過去
「ねえねえ、一緒に遊ぼーよ」
「こら、そんなに走るとケガするぞ」
「まあ、由美ったらお父さんに似てワンパクなのね」
思い出すあの頃を............
妻と子供の三人の時を
「お父さん あれーなに?」
「ん?あれって? 一体何...を.....」
ミサイルのような物体が飛んでいるのが見えた、暫く見ている内に街の向こう側に落ちて。
ドッガァァァァァァン
耳をつん裂くような大きな爆発音が聞こえた。
「きゃああああああ」
あちこちで悲鳴が聞こえる
くそ、軍は一体何をしてるんだ....
ここは安全じゃなかったのか
「幸子!由美!急いで此処から離れるぞ」
「でも、ミッチィが.....」
ミッティとは由美が気に入ってるヌイグルミだ
「ヌイグルミなら幾らでも買ってやるから、今は我慢しろ!」
「う、うん分かった」
そう言って、言い聞かせると走り出そうとする
しかし、ここは建物が多くこの状況下車では使えない......
使えたとしても、この混乱の中脱出出来るとは思えない。
そう考えていた時、妻が言った。
「ねえ、あの美術館の中なら大丈夫なんじゃない?」
美術館?あんな所いっても襲撃されればお終いなのではないか
いや、待てよ.....そう言えばあれがあったな
「そうか、冴えてるな!流石俺の妻だ!」
美術館には対盗難用に、地下室がある。
あそこに入れば、砲撃から逃れられるだろう。
そう考えながら、必死に走りつつ辺りを見渡すと、建物は燃え、至る所で砲撃の音と銃の発砲音が響く。
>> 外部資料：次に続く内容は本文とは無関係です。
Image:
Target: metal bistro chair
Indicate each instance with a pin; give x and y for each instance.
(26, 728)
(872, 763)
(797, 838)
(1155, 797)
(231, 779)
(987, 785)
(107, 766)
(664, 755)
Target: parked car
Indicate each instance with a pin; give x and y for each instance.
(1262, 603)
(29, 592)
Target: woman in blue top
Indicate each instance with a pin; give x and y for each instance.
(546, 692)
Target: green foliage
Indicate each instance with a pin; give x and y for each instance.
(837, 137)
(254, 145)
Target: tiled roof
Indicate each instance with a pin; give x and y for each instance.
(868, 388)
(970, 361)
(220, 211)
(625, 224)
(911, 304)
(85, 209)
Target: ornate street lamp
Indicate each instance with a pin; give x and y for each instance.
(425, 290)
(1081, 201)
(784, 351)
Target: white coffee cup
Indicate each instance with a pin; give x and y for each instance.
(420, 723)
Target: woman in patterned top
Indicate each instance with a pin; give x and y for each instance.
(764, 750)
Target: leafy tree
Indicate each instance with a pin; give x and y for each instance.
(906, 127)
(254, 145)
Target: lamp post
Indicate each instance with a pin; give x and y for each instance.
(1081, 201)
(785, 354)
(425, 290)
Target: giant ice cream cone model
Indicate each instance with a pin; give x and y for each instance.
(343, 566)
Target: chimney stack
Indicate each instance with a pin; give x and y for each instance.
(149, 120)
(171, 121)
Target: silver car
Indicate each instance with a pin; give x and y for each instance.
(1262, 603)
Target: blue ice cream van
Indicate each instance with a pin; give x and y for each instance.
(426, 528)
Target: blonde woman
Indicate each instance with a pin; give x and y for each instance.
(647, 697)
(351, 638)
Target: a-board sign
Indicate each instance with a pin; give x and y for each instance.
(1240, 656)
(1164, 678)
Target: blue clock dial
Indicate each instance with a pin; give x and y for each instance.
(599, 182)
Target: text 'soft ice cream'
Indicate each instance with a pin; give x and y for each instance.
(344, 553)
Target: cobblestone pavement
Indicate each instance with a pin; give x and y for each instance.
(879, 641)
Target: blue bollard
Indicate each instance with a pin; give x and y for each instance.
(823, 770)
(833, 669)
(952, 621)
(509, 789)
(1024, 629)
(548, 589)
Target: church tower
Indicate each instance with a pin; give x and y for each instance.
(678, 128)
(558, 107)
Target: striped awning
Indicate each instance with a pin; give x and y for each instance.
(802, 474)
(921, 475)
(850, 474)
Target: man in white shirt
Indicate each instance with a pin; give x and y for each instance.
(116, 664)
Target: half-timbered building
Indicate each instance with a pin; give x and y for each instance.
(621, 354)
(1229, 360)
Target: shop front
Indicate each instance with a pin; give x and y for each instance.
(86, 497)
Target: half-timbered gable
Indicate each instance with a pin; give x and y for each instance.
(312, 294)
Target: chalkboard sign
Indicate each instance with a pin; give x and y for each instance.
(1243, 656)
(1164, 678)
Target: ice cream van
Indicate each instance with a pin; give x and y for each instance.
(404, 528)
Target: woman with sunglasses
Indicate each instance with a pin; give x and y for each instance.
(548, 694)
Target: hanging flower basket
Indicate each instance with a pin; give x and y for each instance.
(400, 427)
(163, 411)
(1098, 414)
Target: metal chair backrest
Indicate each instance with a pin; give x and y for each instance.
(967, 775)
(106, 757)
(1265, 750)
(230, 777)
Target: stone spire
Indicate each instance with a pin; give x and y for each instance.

道には砲撃の跡があちこちにあり、おびただしい数の薬莢、それにが沢山の死体が転がっていて、それはここが戦場だという事実をさも逃げていた自分への罰のように突き付けてくる。
十字路の道の右側に、日本語で美術館と書かれた看板が見えた。
周りが燃えゆく中でそこだけは、まるで意図的に守られてるかのように頑丈で空高く綺麗なままあった。